Zum Inhalt springen

Jugend fördern, aber ideologiefrei!

In Neumünster finanziert die Stadtverwaltung mit dem Geld der Bürger weiterhin das AJZ. Der Haushalt 2026 wurde von der Ratsversammlung beschlossen; im Haushaltsplan ist für die „Aktion Jugendzentrum“ ein städtischer Zuschuss von 240.500 Euro vorgesehen. Zugleich sitzt das AJZ seit 2024 in der von der Stadt hergerichteten Textilfabrik an der Anscharstraße 8–10.

Kritisch wird es dort, wo öffentlich finanzierte Räume nicht mehr nur für offene Jugend- und Kulturarbeit stehen, sondern im Umfeld politischer Mobilisierung Akteuren wie der Linksjugend [’solid], der SDAJ und MERA25 als Plattform und Vernetzungsraum dienen. Im Zusammenhang mit dem „Schulstreik gegen Wehrpflicht“ in Neumünster wurden entsprechende Aufrufe öffentlich verbreitet; für die Aktion am 5. März 2026 in Neumünster wurde mobilisiert, und in öffentlich auffindbaren Social-Media-Beiträgen zur Neumünster-Aktion werden Linksjugend [’solid], SDAJ und MERA25 gemeinsam genannt.

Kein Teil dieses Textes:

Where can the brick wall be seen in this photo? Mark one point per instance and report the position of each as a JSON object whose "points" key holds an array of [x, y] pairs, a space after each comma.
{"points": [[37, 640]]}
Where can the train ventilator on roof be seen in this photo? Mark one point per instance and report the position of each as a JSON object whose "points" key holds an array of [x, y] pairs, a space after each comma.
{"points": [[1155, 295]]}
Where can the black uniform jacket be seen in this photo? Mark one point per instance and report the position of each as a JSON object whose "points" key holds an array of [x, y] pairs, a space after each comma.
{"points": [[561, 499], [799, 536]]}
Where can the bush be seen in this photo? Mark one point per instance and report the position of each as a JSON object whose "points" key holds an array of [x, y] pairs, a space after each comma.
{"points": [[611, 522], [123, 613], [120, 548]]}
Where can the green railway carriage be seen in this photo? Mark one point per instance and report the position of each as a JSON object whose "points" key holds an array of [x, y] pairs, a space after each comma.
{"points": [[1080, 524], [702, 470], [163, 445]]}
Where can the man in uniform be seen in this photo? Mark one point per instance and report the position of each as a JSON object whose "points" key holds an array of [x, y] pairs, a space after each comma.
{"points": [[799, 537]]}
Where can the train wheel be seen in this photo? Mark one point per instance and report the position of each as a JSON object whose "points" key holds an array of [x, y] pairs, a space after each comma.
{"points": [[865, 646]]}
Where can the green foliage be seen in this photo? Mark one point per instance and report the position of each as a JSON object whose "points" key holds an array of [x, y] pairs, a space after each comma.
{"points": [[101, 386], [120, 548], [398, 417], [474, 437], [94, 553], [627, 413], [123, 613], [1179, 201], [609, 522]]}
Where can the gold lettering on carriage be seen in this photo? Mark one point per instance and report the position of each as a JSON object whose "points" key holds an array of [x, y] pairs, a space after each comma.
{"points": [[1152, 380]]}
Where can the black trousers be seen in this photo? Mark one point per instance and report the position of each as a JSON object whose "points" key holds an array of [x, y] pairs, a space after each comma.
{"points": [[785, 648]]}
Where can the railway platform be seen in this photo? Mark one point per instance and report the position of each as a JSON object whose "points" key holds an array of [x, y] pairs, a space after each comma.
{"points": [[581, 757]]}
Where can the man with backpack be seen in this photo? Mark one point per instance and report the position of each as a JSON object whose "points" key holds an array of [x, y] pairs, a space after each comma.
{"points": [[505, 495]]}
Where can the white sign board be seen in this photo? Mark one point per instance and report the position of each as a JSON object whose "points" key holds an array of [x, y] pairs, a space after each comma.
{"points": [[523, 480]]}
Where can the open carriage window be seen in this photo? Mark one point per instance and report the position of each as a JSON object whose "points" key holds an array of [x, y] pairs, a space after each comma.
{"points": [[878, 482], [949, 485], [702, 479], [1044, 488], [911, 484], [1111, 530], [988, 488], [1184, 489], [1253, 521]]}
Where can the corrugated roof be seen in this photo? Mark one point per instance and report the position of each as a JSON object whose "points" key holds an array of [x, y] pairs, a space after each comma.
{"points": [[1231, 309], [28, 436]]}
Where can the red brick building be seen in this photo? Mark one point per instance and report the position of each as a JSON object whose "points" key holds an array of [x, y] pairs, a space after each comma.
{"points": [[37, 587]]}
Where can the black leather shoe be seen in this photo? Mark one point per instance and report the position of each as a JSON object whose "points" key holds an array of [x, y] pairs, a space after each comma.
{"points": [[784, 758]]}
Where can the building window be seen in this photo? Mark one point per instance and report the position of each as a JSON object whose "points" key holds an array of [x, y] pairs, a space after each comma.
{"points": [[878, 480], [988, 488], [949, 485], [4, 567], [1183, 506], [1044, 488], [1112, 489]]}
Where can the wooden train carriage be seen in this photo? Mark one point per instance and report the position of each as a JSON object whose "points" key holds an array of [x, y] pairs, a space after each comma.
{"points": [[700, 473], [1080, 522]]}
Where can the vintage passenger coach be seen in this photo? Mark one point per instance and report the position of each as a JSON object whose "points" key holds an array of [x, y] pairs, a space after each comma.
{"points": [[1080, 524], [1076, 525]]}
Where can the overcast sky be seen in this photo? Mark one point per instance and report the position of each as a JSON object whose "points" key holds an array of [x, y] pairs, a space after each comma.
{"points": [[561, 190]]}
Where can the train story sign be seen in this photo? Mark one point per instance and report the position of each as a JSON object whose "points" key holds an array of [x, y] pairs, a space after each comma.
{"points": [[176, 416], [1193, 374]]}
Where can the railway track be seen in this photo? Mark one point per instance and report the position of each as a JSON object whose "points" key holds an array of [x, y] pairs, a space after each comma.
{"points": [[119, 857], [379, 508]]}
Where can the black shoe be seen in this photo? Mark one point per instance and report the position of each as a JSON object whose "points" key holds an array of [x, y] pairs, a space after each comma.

Besonders brisant ist dabei die Rolle der SDAJ. Der Verfassungsschutz Schleswig-Holstein beschreibt die SDAJ als Jugend- bzw. Nachwuchsorganisation der DKP und hält fest, dass ihre Ziele mit der freiheitlich-demokratischen Grundordnung unvereinbar seien. Außerdem betont der Bericht ihre Bündnisarbeit sowie ihre offen gegen den Staat Israel gerichteten Positionen.

Wir fordern deshalb, dass die Stadtverwaltung und die zuständigen politischen Gremien diese Vorgänge vollständig prüfen. Es muss offengelegt werden, welche Akteure die Räume nutzen, welche Kooperationen dort tatsächlich stattfinden und ob kommunales Geld hier mittelbar politische oder extremismusnahe Strukturen stabilisiert. Öffentliche Mittel sind für Jugendhilfe und Gemeinwohl da – nicht für ideologische Infrastruktur. Bis diese Fragen sauber beantwortet sind, darf es kein blindes Weiterfinanzieren geben.

Wer Steuergeld erhält, darf daraus keine politische Infrastruktur für radikale Bündnisse machen.